Sin^2 2x=sin^2 и
2sin2x*sin6x=cos4x

Предыдущий
вопрос Следующий
вопрос

To solve for x in the equations given, we first need to rewrite the equations using trigonometric identities.

Using the double angle formula, sin 2x = 2sin x cos x. Therefore, (2sin x cos x)^2 = sin^2 x, which simplifies to 4sin^2 x cos^2 x = sin^2 x.

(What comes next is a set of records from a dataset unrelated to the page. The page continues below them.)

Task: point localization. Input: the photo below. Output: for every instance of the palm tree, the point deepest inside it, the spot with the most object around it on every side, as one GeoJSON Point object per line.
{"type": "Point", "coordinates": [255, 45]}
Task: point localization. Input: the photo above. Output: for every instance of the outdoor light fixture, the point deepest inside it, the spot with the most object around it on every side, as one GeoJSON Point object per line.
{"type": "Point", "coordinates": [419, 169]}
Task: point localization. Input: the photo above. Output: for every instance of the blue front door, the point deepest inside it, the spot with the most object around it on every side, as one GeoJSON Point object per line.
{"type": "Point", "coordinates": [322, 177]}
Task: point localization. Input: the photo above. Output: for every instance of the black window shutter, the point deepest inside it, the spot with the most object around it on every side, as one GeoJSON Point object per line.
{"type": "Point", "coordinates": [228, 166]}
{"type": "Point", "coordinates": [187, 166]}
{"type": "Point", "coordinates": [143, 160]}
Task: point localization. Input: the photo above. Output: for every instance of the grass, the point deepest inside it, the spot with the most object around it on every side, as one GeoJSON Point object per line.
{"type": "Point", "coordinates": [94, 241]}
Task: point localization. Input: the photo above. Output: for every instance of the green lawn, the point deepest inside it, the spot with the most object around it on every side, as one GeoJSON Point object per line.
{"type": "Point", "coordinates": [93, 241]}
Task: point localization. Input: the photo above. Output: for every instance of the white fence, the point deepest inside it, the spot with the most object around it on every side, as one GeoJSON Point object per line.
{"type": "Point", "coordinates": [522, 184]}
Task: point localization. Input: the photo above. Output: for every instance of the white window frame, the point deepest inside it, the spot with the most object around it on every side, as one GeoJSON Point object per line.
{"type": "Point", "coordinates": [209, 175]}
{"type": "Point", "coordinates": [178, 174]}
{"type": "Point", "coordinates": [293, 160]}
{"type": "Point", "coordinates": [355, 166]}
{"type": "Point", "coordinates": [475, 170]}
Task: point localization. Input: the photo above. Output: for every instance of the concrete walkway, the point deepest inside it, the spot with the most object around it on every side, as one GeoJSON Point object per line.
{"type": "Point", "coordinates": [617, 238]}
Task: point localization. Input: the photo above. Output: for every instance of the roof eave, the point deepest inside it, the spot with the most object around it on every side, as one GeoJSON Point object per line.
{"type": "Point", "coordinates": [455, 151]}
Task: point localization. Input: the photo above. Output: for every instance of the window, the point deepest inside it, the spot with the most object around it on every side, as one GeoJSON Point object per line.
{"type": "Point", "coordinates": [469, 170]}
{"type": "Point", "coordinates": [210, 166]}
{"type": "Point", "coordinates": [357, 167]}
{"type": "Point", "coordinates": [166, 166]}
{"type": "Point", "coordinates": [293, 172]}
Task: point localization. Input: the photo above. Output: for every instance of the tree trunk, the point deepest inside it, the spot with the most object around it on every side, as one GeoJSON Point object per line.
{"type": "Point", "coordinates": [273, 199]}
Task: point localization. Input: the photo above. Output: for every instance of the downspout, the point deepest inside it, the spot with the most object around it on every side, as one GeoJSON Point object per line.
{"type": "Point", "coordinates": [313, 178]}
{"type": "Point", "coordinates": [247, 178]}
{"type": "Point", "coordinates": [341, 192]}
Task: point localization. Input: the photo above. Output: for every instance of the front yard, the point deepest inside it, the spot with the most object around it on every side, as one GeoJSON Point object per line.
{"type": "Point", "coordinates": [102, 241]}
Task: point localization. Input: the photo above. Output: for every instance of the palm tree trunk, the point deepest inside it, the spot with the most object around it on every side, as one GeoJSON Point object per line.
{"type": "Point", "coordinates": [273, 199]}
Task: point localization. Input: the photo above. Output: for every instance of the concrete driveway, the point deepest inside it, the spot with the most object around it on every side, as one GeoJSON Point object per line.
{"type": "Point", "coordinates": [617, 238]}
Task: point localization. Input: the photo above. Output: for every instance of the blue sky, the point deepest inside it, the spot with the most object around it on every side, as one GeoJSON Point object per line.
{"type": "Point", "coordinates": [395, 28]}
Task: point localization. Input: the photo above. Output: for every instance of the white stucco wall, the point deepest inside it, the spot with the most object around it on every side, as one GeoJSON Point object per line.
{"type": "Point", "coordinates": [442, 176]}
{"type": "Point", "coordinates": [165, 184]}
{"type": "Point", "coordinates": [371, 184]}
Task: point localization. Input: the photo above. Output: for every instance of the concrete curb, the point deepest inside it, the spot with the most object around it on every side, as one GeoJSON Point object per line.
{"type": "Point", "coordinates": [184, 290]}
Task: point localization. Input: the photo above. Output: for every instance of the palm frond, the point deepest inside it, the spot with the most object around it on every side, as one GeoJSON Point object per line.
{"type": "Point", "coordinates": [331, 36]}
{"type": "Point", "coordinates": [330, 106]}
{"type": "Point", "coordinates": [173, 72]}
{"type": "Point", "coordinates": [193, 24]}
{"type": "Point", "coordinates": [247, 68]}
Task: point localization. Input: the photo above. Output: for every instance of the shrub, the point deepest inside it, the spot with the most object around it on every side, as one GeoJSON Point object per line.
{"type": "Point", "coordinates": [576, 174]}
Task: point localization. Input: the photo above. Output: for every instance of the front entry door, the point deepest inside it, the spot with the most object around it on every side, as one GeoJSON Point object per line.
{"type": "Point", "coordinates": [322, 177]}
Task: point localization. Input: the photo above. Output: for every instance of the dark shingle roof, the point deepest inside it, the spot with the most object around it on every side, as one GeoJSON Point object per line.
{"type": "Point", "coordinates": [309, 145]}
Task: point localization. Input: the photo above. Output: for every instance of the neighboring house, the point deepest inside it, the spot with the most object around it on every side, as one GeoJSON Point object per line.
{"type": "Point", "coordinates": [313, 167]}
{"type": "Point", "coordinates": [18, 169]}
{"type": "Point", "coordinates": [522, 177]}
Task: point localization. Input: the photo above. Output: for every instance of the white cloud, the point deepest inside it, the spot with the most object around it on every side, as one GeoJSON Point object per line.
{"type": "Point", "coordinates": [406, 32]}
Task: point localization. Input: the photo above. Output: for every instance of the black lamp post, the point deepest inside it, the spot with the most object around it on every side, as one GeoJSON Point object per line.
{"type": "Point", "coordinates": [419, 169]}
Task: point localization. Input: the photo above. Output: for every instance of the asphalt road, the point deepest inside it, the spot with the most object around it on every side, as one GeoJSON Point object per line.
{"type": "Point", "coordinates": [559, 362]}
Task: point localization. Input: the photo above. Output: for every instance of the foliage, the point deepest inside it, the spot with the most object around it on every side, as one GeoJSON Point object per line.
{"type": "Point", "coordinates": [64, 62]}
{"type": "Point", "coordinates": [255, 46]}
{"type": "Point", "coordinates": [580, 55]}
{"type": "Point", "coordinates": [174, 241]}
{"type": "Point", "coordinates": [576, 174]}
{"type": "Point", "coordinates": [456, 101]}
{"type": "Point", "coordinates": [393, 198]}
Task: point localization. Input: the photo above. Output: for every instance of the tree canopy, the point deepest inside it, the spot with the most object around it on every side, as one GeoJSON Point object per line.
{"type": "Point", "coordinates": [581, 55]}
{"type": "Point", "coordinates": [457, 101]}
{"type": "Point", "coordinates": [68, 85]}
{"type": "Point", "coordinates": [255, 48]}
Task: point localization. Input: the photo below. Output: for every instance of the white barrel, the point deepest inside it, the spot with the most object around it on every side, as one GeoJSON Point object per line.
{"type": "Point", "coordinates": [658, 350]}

Taking the square root of both sides, we get:

2sin x cos x = sin x

Divide by sin x:

2cos x = 1

Cos x = 1/2

x = π/3 + 2kπ or x = 5π/3 + 2kπ, where k is an integer.

Using the double angle formula, sin 2x = 2sin x cos x and sin 6x = 2sin 3x cos 3x. Therefore, the equation becomes:

2(2sin x cos x)(2sin 3x cos 3x) = cos 4x

Simplify:

8sin x cos x sin 3x cos 3x = cos 4x

Apply trigonometric identities sin 3x = 3sin x - 4sin^3 x and cos 3x = 4cos^3 x - 3cos x:

8sin x cos x(3sin x - 4sin^3 x)(4cos^3 x - 3cos x) = cos 4x

Simplify further and solve for x.

Note: The solutions for x can be many due to the periodic nature of trigonometric functions.